Anne Finch (1661–1720)
Note: the 19th-century biography below preserves a historical record. A new biography that reflects 21st-century approaches to the subjects in question is forthcoming.
Dictionary of National Biography (1885–1900)
FINCH, ANNE, Countess of Winchilsea (d. 1720), poetess, was the daughter of Sir William Kingsmill of Sidmonton, near Southampton, and the wife of Heneage Finch, second son of Heneage, second earl of Winchilsea [q. v.] Her husband succeeded to the title as fourth earl on the death of his nephew Charles in 1712. Finch was gentleman of the bedchamber to James II when Duke of York, and his wife maid of honour to the second duchess. Anne Finch was a friend of Pope, of Rowe, and other men of letters. Her most considerable work, a poem on 'Spleen,' written in stanzas after Cowley's manner, and published in Gildon's 'Miscellany,' 1701, inspired Howe to compose some verses in her honour, entitled 'An Epistle to Flavia.' Pope addressed 'an impromptu to Lady Winchilsea' (Miscellanies, 1727), in which he declared that 'Fate doomed the fall of every female wit' before 'Ardelia's' talent. She replied by comparing 'Alexander' to Orpheus, who she said would have written like him had he lived in London. The only collected edition of her poems was printed in 1713, containing a tragedy never acted, called 'Aristomenes, or the Royal Shepherd,' and dedicated to the Countess of Hertford, with 'an Epilogue to [Rowe's] Jane Shore, to be spoken by Mrs. Oldfield the night before the poet's day' (printed in the General Dictionary, x. 178, from a manuscript in the countess's possession). Another poem, entitled 'The Prodigy,' written at Tunbridge Wells, called forth Cibber's regret that the countess's rank made her only write occasionally as a pastime. Wordsworth sent a selection of her poems with a commendatory sonnet of his own to Lady Mary Lowther, and remarked in a prefatory essay to his volume of 1815 that Lady Winchilsea's 'nocturnal reverie' was almost unique in its own day, because it employed new images 'of external nature.' On her death, 5 Aug. 1720, she left a number of unpublished manuscripts to her friends, the Countess of Hertford and a clergyman named Creake, and by their permission some of these poems were printed by Birch in the 'General Dictionary.' She left no children.

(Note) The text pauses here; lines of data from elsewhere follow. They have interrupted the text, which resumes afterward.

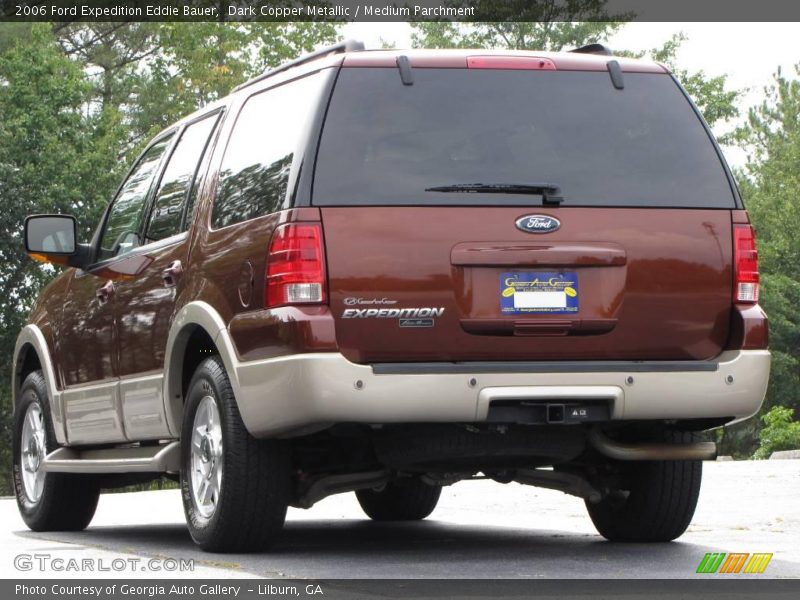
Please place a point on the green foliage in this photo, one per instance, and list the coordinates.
(770, 185)
(781, 432)
(716, 102)
(53, 158)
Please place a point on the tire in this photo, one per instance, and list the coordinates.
(402, 500)
(662, 499)
(252, 477)
(46, 501)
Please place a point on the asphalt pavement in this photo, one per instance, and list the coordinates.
(480, 529)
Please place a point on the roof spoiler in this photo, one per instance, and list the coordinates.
(594, 49)
(339, 48)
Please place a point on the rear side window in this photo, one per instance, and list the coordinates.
(258, 159)
(386, 143)
(167, 215)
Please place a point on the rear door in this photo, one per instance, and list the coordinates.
(147, 299)
(634, 263)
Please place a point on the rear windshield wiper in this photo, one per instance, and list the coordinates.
(551, 193)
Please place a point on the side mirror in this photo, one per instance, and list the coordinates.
(51, 238)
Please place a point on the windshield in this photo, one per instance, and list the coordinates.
(388, 143)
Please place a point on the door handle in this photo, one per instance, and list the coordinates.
(169, 276)
(105, 293)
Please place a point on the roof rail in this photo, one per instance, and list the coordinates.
(594, 49)
(339, 48)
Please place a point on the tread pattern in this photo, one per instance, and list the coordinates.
(256, 475)
(663, 497)
(402, 500)
(68, 500)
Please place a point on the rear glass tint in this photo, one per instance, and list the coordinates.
(385, 143)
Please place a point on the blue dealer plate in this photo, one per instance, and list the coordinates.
(534, 292)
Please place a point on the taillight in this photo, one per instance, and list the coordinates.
(296, 266)
(511, 62)
(745, 260)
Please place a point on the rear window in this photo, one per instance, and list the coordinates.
(385, 143)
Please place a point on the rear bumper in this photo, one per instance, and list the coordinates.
(302, 392)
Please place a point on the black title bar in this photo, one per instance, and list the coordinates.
(416, 10)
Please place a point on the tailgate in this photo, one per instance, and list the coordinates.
(465, 284)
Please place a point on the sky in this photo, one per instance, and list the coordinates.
(748, 53)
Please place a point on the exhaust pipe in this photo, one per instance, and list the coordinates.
(619, 451)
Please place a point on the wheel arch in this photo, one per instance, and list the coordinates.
(31, 353)
(196, 325)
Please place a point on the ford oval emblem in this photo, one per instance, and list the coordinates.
(538, 223)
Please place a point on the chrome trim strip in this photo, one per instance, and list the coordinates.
(147, 459)
(614, 366)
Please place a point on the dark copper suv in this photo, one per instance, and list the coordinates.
(386, 272)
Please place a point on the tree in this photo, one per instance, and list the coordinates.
(52, 159)
(716, 102)
(77, 102)
(770, 185)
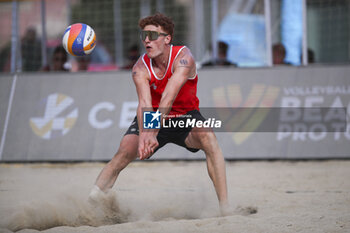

Her husband died 30 Sept, 1726. Her published works were : 1. The poem on 'Spleen,' in 'A New Miscellany of Original Poems,' published by Charles Gildon, London, 1701, 8vo; republished under the title of 'The Spleen, a Pindarique Ode; with a Prospect of Death, a Pindarique Essay,' London, 1709, 8vo. 2. 'Miscellany Poems, written by a Lady,' 1713, 8vo.
[General Dict. x. 178; Biog. Brit. vii. Suppl. p. 204; Cibber's Lives of the Poets, iii. 321; Walpole's Royal and Noble Authors, ed. Park, iv. 87; Collins's Peerage, ed. 1779, iii. 282; Cat. of Printed Books, Brit. Mus.]